Everywhere in "American Beauty" there are contrasts between pretty appearances and naked beauty. An efficiency expert is brought into Lester's company to make the firings seem more diplomatic but "less honest," says Lester. Carolyn insists on putting on a perfect front when she attends a real-estate convention with her husband. Jane is saving up money to get breast implants, but later comes to see beauty in herself. Carolyn tries to convince potential buyers that a swimming pool can be "lagoon-like" instead of the cement hole that it is. Gorgeous fantasies in Lester's head turn into true beauty when played out in reality. Ricky finds Jane's ordinariness beautiful and finds Jane's beautiful friend ordinary.

Like I said at the outset, I believe this movie is a litmus test of sorts, because the reaction I had to the film is an art fan's reaction. While most of life is centered around putting on masks and erecting walls and making nice, art is about exposing life naked, being truthful about what we experience.

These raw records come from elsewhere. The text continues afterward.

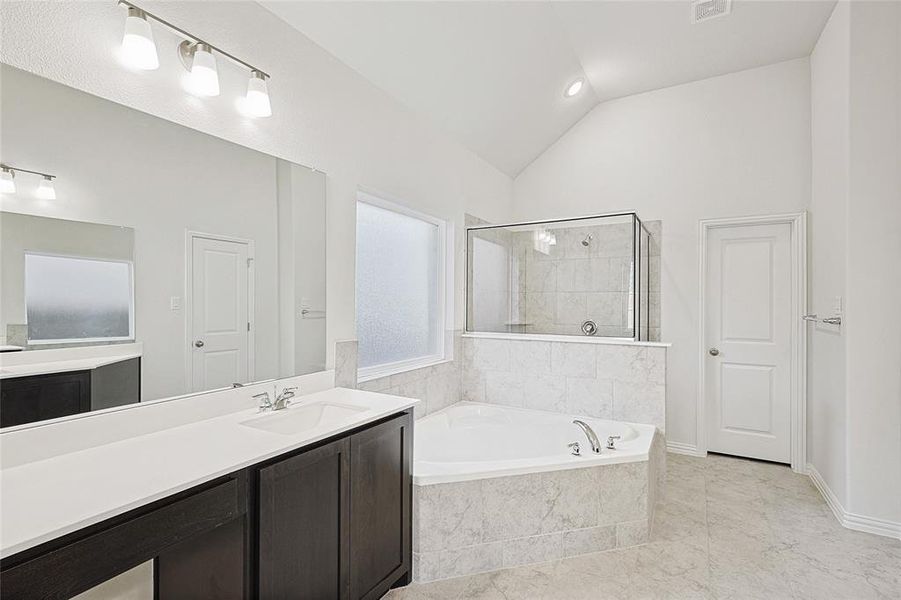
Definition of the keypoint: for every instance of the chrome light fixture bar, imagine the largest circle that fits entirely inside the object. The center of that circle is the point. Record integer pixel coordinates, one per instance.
(197, 57)
(45, 191)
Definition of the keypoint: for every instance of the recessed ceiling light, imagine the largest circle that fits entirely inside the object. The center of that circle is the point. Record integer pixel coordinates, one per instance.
(574, 88)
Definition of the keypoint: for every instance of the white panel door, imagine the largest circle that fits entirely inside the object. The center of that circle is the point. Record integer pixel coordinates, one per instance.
(220, 314)
(748, 350)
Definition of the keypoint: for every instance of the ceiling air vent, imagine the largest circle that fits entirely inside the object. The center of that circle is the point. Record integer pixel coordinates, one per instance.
(705, 10)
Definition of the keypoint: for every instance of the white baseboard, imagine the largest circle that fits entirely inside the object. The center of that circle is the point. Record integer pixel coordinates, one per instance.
(682, 448)
(849, 519)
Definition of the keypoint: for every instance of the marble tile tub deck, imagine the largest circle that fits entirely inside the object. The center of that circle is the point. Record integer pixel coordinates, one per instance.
(483, 524)
(729, 529)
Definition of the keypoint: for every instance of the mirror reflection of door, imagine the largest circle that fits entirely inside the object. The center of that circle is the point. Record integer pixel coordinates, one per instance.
(220, 330)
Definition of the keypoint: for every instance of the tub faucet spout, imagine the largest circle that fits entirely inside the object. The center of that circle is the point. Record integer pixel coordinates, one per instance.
(590, 434)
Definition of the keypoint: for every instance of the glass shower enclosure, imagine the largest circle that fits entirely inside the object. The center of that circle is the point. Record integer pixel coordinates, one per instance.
(585, 276)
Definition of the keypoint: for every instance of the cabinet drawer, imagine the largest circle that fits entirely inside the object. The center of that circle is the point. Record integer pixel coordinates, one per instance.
(81, 564)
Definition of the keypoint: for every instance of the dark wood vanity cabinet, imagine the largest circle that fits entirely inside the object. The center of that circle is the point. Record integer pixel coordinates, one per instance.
(380, 507)
(332, 521)
(304, 514)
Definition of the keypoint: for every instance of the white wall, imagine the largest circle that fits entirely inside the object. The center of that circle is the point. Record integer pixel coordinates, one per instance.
(829, 80)
(873, 334)
(733, 145)
(325, 115)
(855, 372)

The seed for this belief was probably planted in me by a great scene in Chaim Potok's novel "My Name Is Asher Lev." Asher's mother asks her artist-prodigy son to draw pretty, sweet things instead of "twisted shapes, swirling forms, in blacks and reds and grays." When she falls ill later the young Asher brings such a drawing to her:
"Here are the birds and flowers, Mama."
She blinked her eyes.
"I made the world pretty, Mama."
She turned her head away and closed her eyes.

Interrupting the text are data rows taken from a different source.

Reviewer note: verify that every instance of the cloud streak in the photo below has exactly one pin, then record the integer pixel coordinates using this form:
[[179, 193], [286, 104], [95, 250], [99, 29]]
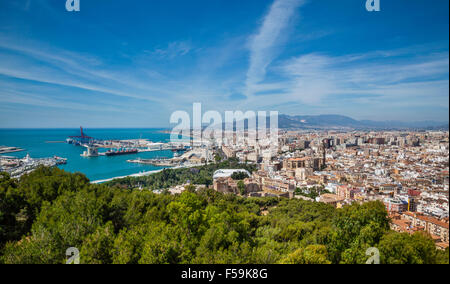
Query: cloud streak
[[264, 46]]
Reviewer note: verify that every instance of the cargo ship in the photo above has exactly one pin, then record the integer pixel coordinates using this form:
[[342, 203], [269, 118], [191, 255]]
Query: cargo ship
[[121, 152]]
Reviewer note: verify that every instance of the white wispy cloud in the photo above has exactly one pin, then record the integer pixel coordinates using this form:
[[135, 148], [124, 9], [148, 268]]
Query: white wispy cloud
[[264, 46], [173, 49]]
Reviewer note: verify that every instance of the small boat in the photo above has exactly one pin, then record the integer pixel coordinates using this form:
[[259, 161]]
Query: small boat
[[121, 152]]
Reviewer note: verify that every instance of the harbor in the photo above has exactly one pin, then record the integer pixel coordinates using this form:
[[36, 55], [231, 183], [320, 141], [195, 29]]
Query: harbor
[[16, 167], [100, 154]]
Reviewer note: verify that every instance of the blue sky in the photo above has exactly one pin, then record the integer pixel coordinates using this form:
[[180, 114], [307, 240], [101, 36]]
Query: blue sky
[[132, 63]]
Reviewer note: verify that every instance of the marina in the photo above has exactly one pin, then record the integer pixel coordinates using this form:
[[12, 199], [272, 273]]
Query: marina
[[96, 167], [17, 167]]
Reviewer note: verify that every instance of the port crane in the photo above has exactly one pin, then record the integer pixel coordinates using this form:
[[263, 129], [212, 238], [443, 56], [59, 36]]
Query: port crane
[[82, 138]]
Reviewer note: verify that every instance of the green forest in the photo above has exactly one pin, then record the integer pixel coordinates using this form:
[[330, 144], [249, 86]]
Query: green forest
[[50, 210]]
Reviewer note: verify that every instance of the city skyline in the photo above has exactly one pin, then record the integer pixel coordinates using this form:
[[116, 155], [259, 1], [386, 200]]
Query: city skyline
[[121, 65]]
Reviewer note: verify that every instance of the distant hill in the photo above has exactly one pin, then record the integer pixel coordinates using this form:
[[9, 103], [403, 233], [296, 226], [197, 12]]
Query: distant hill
[[333, 121], [340, 121]]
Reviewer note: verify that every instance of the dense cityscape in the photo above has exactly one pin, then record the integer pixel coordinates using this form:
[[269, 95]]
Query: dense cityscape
[[224, 137]]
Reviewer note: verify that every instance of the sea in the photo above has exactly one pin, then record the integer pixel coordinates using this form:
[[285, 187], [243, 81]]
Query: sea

"Mama, aren't you well now?"
She did not move.
"But I made the world pretty, Mama."
Still she did not move.

I think the real genius of "American Beauty" is that while it supports my interpretation, it doesn't necessarily preach it. The film does a good job of simply telling its story and letting the audience decide what to make out of it. The scene where Lester takes a job as a fast-food clerk may strike one person as a hilarious incongruity, another person as Lester's darkest and most selfish moment, and still another as an inspiring scene where Lester is unshackled from adult status symbols. When Lester throws asparagus against the wall and starts an argument with his wife, one person might see Lester's freedom to speak his mind, another might see him as having gone mental, and another might cringe in embarrassment for Jane at being caught in the middle. This is as far you can get from the clear-cut heroes-and-villains fare that most of us grew up with. By making no character someone to look up to and every character someone you can empathize with, "American Beauty" asks a lot more of you, asks you to come face to face with who you really are.